Publications

2016

Alinejad-Rokny, Hamid, Firoz Anwar, Shafagh A Waters, Miles P Davenport, and Diako Ebrahimi. (2016) 2016. “Source of CpG Depletion in the HIV-1 Genome”. Molecular Biology and Evolution 33 (12): 3205-12.

The dinucleotide CpG is highly underrepresented in the genome of human immunodeficiency virus type 1 (HIV-1). To identify the source of CpG depletion in the HIV-1 genome, we investigated two biological mechanisms: (1) CpG methylation-induced transcriptional silencing and (2) CpG recognition by Toll-like receptors (TLRs). We hypothesized that HIV-1 has been under selective evolutionary pressure by these mechanisms leading to the reduction of CpG in its genome. A CpG depleted genome would enable HIV-1 to avoid methylation-induced transcriptional silencing and/or to avoid recognition by TLRs that identify foreign CpG sequences. We investigated these two hypotheses by determining the sequence context dependency of CpG depletion and comparing it with that of CpG methylation and TLR recognition. We found that in both human and HIV-1 genomes the CpG motifs flanked by T/A were depleted most and those flanked by C/G were depleted least. Similarly, our analyses of human methylome data revealed that the CpG motifs flanked by T/A were methylated most and those flanked by C/G were methylated least. Given that a similar CpG depletion pattern was observed for the human genome within which CpGs are not likely to be recognized by TLRs, we argue that the main source of CpG depletion in HIV-1 is likely host-induced methylation. Analyses of CpG motifs in over 100 viruses revealed that this unique CpG representation pattern is specific to the human and simian immunodeficiency viruses.

Starrett, Gabriel J, Elizabeth M Luengas, Jennifer L McCann, Diako Ebrahimi, Nuri A Temiz, Robin P Love, Yuqing Feng, et al. (2016) 2016. “The DNA Cytosine Deaminase APOBEC3H Haplotype I Likely Contributes to Breast and Lung Cancer Mutagenesis”. Nature Communications 7: 12918. https://doi.org/10.1038/ncomms12918.
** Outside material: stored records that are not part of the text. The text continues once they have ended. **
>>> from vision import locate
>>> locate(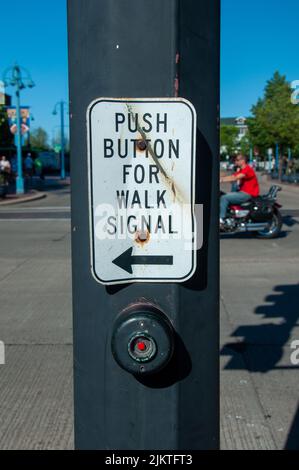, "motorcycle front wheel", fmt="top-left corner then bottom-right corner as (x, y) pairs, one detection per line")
(257, 209), (283, 240)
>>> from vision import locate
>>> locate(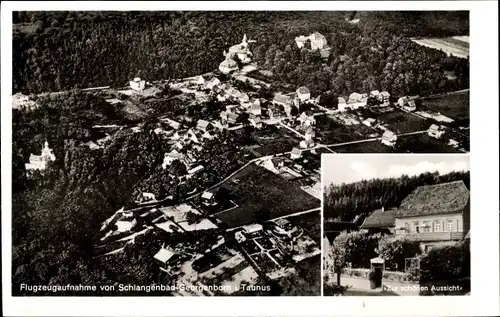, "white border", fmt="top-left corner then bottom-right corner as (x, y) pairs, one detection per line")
(1, 1), (499, 316)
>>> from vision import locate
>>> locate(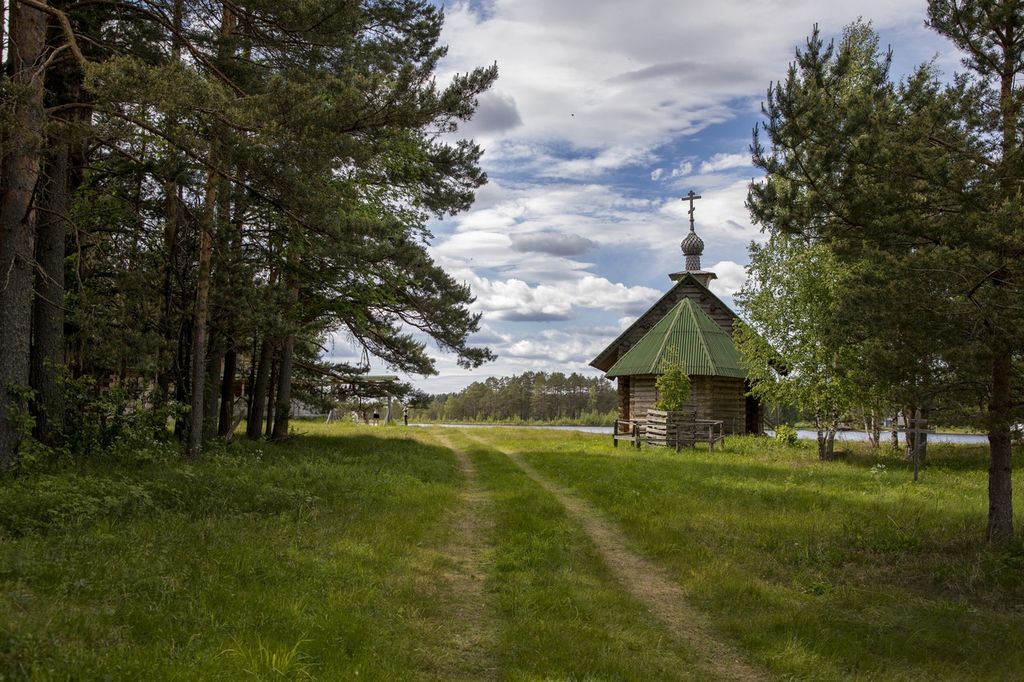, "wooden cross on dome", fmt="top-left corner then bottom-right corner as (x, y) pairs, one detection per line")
(681, 189), (700, 232)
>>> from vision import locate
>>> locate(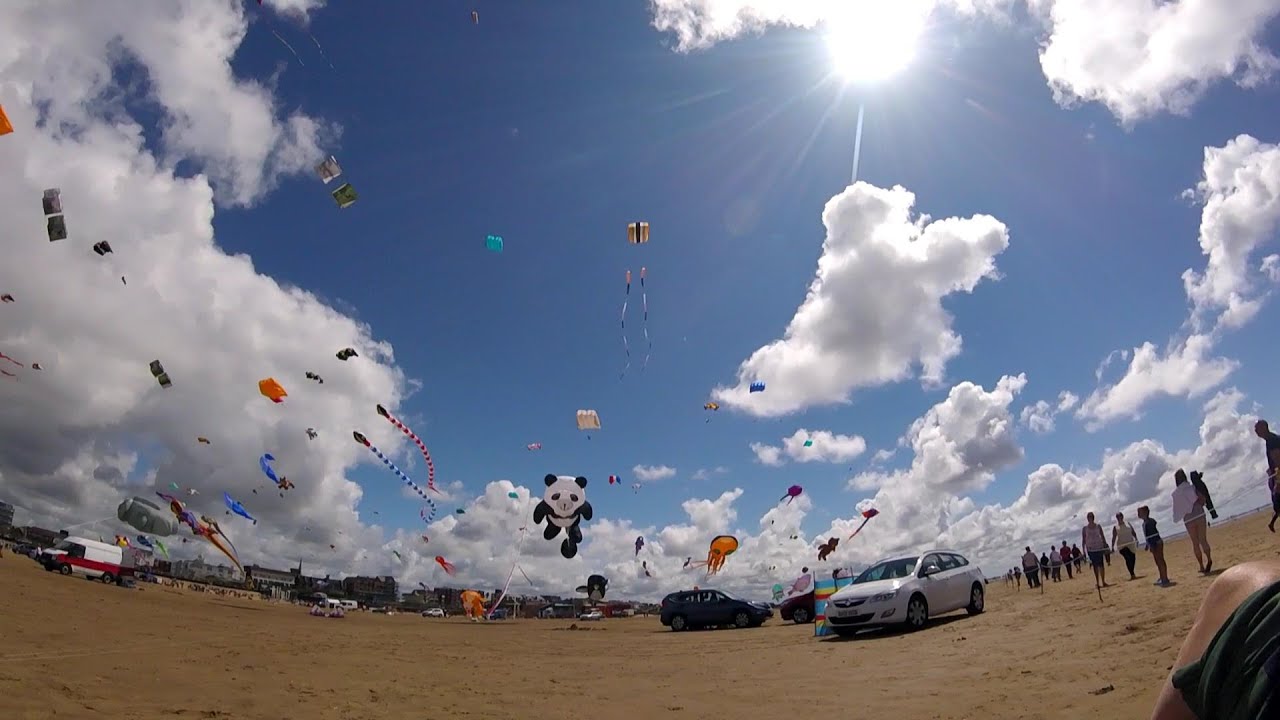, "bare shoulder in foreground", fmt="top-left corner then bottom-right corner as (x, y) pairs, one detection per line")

Cytosine mutations within TCA/T motifs are common in cancer. A likely cause is the DNA cytosine deaminase APOBEC3B (A3B). However, A3B-null breast tumours still have this mutational bias. Here we show that APOBEC3H haplotype I (A3H-I) provides a likely solution to this paradox. A3B-null tumours with this mutational bias have at least one copy of A3H-I despite little genetic linkage between these genes. Although deemed inactive previously, A3H-I has robust activity in biochemical and cellular assays, similar to A3H-II after compensation for lower protein expression levels. Gly105 in A3H-I (versus Arg105 in A3H-II) results in lower protein expression levels and increased nuclear localization, providing a mechanism for accessing genomic DNA. A3H-I also associates with clonal TCA/T-biased mutations in lung adenocarcinoma suggesting this enzyme makes broader contributions to cancer mutagenesis. These studies combine to suggest that A3B and A3H-I, together, explain the bulk of 'APOBEC signature' mutations in cancer.

2015

Alinejad-Rokny, Hamid, and Diako Ebrahimi. (2015) 2015. “A Method to Avoid Errors Associated With the Analysis of Hypermutated Viral Sequences by Alignment-Based Methods”. Journal of Biomedical Informatics 58: 220-25. https://doi.org/10.1016/j.jbi.2015.10.008.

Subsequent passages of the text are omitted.